Storing Stock and Broth

Pro tip: You can use as much or as little stock or broth as you need by freezing it in ice cube trays and then transferring the cubes to a larger freezer bag.

When freezing stock or broth in wide-mouthed jars, leave a small amount of headspace for expansion.

What’s Healthier, Stock or Broth?

Because it naturally includes more protein than broth and typically has less sodium per serving than store-bought stock, it is thought to be healthier than broth. Remember that stock and broth are not very high in protein. Additionally, although it frequently has less sodium than standard store-bought broth. Additionally, since the stock is flavor-fortified with greater flavor, you should need less salt to taste after cooking.

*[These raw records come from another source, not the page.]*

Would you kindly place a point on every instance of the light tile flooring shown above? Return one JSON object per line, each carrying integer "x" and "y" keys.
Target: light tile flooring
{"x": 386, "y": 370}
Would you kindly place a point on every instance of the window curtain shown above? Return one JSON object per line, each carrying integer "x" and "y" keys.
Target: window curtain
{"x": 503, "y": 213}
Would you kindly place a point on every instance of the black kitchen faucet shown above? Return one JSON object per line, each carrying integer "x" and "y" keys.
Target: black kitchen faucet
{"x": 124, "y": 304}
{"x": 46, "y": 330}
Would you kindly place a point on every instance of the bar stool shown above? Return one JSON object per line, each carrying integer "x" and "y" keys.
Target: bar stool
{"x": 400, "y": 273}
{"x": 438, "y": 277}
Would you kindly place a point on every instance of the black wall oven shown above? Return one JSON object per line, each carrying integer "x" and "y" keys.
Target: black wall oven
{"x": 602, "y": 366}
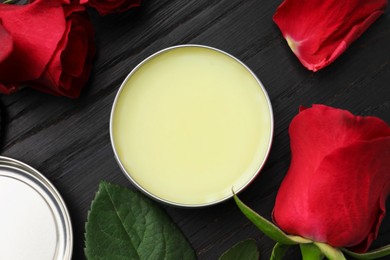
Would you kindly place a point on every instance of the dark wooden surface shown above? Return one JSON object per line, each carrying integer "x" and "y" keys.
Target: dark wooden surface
{"x": 68, "y": 140}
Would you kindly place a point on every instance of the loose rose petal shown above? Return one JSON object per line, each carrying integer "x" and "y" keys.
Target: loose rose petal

Making your stock or broth allows you to control the amount of sodium added as a table or kosher salt. The low-sodium broth is a fantastic substitute if you want to reduce your salt intake but don’t have the time to create your stock without sacrificing flavor. If you have a few more minutes, you can improve store-bought, low-sodium broth by adding any combination of the following and simmering for as long as you can: parsley, bay leaf, black peppercorns, carrots, onions, leeks, celery, fennel, or garlic.


Broth and chicken stock are two different creatures from the same cosmos. The stock is darker and thicker and uses the chicken’s bones, meat, and skin. The broth’s texture is more fluid, although it typically requires more seasoning and spices.

Both are simple to prepare at home by boiling the ingredients for a few hours and then freezing large quantities for use in future meals. Understanding stocks and broths can help risotto, soups, Bolognese, and even jams.

Get cooking and stock up!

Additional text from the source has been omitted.